Child car restraints greatly reduce the risk of a child being injured or killed in a car accident. Make sure you buy a restraint that is suitable for your car and your child, and that meets mandatory safety requirements.
Child car restraints are fitted in the car with existing adult seatbelts and are generally suitable for children up to 10 years of age.
Choosing the correct style of restraint
The style of restraint you should use will be dependent on your child’s size and weight:
- up to 9 kg (or 70 cm in length) - infant restraint rearward facing
- 8 kg to 18 kg - child seat forward facing
- 14 kg to 26 kg - booster seat
- 14 kg to 32 kg - child safety harness.
Children have outgrown the booster seat when they outgrow its weight range or when their eyes are level with the top of the seat back or head rest when seated on the booster.
Child car restraints reduce the risk of injury and death in a car accident.

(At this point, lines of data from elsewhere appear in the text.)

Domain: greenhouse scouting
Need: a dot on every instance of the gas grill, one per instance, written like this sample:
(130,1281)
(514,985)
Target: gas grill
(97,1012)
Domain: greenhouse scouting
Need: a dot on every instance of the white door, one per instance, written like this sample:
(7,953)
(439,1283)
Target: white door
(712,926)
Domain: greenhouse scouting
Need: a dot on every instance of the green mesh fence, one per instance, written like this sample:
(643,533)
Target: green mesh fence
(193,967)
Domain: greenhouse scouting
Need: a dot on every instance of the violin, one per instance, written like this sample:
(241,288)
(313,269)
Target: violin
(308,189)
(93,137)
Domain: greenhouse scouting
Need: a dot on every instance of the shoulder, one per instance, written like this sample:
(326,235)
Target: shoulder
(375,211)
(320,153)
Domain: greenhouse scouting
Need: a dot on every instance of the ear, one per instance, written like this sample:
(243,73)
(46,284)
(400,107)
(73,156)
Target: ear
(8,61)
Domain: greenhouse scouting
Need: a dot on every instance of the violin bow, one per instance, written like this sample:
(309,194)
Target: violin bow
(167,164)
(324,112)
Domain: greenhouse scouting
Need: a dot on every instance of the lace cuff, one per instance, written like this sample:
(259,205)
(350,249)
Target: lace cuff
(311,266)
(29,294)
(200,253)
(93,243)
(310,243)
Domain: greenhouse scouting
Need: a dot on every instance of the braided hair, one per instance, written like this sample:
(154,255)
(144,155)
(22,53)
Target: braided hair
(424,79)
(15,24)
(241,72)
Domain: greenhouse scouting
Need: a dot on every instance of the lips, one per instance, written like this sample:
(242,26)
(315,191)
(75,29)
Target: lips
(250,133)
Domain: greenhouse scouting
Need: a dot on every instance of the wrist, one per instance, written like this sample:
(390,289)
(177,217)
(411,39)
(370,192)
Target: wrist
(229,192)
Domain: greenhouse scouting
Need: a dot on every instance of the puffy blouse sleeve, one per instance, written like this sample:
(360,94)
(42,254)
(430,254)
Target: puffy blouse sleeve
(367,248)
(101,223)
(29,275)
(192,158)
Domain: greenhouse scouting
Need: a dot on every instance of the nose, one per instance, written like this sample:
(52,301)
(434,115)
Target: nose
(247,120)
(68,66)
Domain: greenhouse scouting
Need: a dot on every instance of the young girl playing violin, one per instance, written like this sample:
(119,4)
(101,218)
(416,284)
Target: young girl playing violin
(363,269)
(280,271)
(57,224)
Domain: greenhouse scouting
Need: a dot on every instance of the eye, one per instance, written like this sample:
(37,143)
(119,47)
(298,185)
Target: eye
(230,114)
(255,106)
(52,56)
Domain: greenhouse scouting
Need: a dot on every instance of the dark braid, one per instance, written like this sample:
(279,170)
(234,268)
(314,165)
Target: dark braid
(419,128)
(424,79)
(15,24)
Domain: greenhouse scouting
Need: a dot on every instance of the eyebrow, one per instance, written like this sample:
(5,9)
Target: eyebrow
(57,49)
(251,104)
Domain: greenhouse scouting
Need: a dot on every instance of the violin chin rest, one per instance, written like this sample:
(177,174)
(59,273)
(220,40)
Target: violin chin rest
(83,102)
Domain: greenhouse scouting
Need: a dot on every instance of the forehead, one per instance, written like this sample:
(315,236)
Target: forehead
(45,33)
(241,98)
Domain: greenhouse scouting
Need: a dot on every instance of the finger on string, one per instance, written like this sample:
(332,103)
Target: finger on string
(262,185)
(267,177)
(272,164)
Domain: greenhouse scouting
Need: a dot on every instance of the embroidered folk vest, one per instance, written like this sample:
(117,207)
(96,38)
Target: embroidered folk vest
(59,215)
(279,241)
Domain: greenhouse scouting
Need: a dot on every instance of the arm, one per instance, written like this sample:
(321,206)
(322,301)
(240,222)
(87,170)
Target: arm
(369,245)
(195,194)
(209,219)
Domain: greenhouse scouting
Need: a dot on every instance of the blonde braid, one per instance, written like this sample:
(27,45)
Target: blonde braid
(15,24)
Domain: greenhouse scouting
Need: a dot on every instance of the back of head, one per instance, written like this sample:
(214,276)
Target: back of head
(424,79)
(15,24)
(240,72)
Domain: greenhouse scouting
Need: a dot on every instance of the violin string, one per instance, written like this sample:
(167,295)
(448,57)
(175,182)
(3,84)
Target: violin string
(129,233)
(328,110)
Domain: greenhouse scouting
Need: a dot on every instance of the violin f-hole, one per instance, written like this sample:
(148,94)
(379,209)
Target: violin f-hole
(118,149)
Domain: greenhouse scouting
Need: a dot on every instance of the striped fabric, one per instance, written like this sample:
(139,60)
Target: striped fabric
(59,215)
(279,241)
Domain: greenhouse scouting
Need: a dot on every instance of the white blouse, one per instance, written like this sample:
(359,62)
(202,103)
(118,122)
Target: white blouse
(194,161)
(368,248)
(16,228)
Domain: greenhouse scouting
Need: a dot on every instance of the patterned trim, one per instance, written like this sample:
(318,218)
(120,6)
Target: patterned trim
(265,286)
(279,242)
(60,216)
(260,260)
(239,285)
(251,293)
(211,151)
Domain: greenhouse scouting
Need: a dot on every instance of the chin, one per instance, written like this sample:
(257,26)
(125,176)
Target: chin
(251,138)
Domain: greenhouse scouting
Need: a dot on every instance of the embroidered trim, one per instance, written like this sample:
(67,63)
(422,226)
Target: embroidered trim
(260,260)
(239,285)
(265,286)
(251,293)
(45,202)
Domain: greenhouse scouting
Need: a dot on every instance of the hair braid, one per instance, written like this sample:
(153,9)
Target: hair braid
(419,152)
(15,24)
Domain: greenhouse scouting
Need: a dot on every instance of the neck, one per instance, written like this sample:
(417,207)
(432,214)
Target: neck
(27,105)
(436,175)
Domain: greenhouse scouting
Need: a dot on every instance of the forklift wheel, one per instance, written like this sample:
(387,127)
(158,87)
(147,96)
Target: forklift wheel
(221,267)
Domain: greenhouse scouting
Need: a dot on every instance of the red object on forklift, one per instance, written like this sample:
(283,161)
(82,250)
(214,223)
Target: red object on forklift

When children are not properly restrained they are more likely to suffer serious injuries or die in car accidents. Using adult seatbelts too early, incorrectly and using lap-only seatbelts increase a child’s risk of injury or death.
- Be careful when buying online. You should check that your child car restraints and booster cushions:
- meet mandatory Australian safety requirements
- are allowed to be used under the road rules in your state or territory. Each state and territory has rules for the types of child car restraints that are allowed to be used in motor vehicles – check with your local road authority for more information.
- Look for a label that says the child car restraint complies with the Australian Standard AS/NZS 1754. If there isn’t one, do not buy it.
- Make sure the restraint is suitable for your type of car and your child's size or weight.
- If the child car restraint is second-hand, check that it is in good condition. Do not buy or use a second-hand restraint if it is showing signs of wear such as cracks, frayed straps or broken buckles, or if it has been in an accident, even if it looks fine.
- Do not use restraints that are more than 10 years old as they lose their reliability and may not give a child enough protection in an accident.
- Follow the manufacturer’s instructions. If you don’t have fitting instructions or they are hard to understand, contact the manufacturer or an authorised safety restraint fitting station. Some specialist retailers offer an installation service and organisations that hire out restraints normally provide a fitting and/or adjustment service.
- Make sure the child car restraint is properly fitted and adjusted. The restraint or harness should fit snugly with no slack and should not be twisted.
- Install the restraint in the rear seat of the car. Booster seats can be used in the front passenger seat under certain circumstances.
- If you decide to install a rearward facing restraint in a position where an airbag is fitted, first check with the car manufacturer that it is safe to do so.
- Use the restraint properly for every trip, even when driving at low speeds or on short trips, or when the car is stationary. Car accidents can happen at any time.
- Do not wrap your child in blankets or other swaddling before putting them in the restraint. This could reduce the restraint's ability to save your child in an accident.